SURGIMENTO DA DOUTRINA DAS QUESTÕES POLÍTICAS NO SUPREMO TRIBUNAL FEDERAL

2.3 D UAS E XPLICAÇÕES PARA A D ECISÃO DO T RIBUNAL

Pode-se dizer que, no julgamento do HC nº 300, à exceção de Pisa e Almeida, os demais Ministros do Supremo Tribunal Federal criaram a sua doutrina das questões políticas, a qual, no entanto, nada tinha a ver com a doutrina forjada por Marshall, no caso Marbury vs. Madison. Todavia, sem saber, estavam se antecipando a um julgamento isolado da Suprema Corte, levado a efeito mais de meio século depois (1946), o qual foi apontado por Araújo (1998, p. 191), conforme visto no primeiro capítulo, como um leading case da doutrina das questões políticas nos Estados Unidos, precisamente porque os juízes norte-americanos se abstiveram de julgar, apesar da existência de parâmetros constitucionais a amparar uma decisão judicial. Tal como viria a ocorrer com a

Corte norte-americana em Colegrove. v. Grenn, o Supremo Tribunal Federal, em 1892, fechou os olhos aos direitos individuais para evitar o confronto com o poder político. Lá, ficou sacrificado o direito à igualdade; aqui, o direito à liberdade.

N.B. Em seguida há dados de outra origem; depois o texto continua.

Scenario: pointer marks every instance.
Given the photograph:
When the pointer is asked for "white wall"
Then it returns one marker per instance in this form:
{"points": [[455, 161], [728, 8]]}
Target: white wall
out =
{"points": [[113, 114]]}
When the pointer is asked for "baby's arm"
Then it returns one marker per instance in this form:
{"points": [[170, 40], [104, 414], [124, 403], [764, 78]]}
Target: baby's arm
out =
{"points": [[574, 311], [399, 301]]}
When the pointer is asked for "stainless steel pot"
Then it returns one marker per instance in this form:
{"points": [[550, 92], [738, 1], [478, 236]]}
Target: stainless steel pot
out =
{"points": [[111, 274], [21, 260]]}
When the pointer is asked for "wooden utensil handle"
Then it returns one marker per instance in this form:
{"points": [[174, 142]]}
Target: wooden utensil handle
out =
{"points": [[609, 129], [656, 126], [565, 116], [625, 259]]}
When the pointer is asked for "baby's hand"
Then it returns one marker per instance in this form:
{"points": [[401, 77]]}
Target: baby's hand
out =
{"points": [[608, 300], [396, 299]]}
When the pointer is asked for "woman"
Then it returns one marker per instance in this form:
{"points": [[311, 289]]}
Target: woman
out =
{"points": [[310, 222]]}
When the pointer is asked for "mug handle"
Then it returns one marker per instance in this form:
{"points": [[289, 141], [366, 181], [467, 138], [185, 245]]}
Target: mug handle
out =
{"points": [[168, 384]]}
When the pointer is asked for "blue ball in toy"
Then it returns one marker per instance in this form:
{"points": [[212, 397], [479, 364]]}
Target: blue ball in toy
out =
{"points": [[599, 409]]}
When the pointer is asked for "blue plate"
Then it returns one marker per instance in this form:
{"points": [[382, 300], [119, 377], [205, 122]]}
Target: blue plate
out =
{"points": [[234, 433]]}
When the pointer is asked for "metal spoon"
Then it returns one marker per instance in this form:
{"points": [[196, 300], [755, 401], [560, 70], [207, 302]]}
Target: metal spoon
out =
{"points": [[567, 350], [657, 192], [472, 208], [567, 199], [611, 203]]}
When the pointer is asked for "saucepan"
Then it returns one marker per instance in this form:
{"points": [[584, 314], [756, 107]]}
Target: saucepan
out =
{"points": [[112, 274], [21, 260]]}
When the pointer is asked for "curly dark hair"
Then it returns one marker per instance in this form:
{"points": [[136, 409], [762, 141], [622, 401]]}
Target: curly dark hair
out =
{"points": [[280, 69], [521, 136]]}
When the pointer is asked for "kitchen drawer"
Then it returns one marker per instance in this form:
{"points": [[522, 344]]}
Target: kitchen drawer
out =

Nota-se de comum nos dois casos a demonstração de fraqueza dos juízes. No caso norte-americano, a Suprema Corte não se escusou em reconhecer, ainda que implicitamente, “que a Constituição conferia um direito cuja tutela competia ao poder judicial assegurar”, recusando-se a decidir o pedido porque, pela “natureza do conflito, o Tribunal não dispunha dos meios de protecção necessários” (ARAÚJO, 1998, p. 12). Já no caso brasileiro, o Supremo Tribunal Federal não admitiu que não tinha forças nem condições de enfrentar o poder arbitrário do Executivo de então, optando pelo recurso ao subterfúgio de que não era possível separar os direitos individuais da questão política. Mas nem por isso a fraqueza dos seus membros deixou de ser apontada como a principal causa para a decisão de 1892.

Com efeito, além do que já ficou reproduzido linhas atrás, Mangabeira dizia que o Supremo Tribunal Federal foi o “órgão que, desde 1892 até 1937, mais falhou à República”. Apesar de a Constituição conferir-lhe a sua guarda e o seu destino, levantando para tanto as muralhas da inamovibilidade e irredutibilidade dos vencimentos de seus juízes, nesse período, segundo o escritor baiano, o Tribunal nunca teve sete homens com a coragem de Pisa e Almeida, “para arrostarem a impopularidade, enfrentarem o Governo, ou desprezarem o perigo, e confessarem o direito, garantirem a liberdade, defenderem a Constituição e, por esse meio, salvarem o regime, cuja guarda lhes fora confiada”. O que se verificou foi o contrário, ou seja, que “nos dias de perigo, todas essas muralhas de aço não bastavam para resguardar da fraqueza a maioria judicante” (MANGABEIRA, 1999, p. 83-85 – grifo do autor desta dissertação).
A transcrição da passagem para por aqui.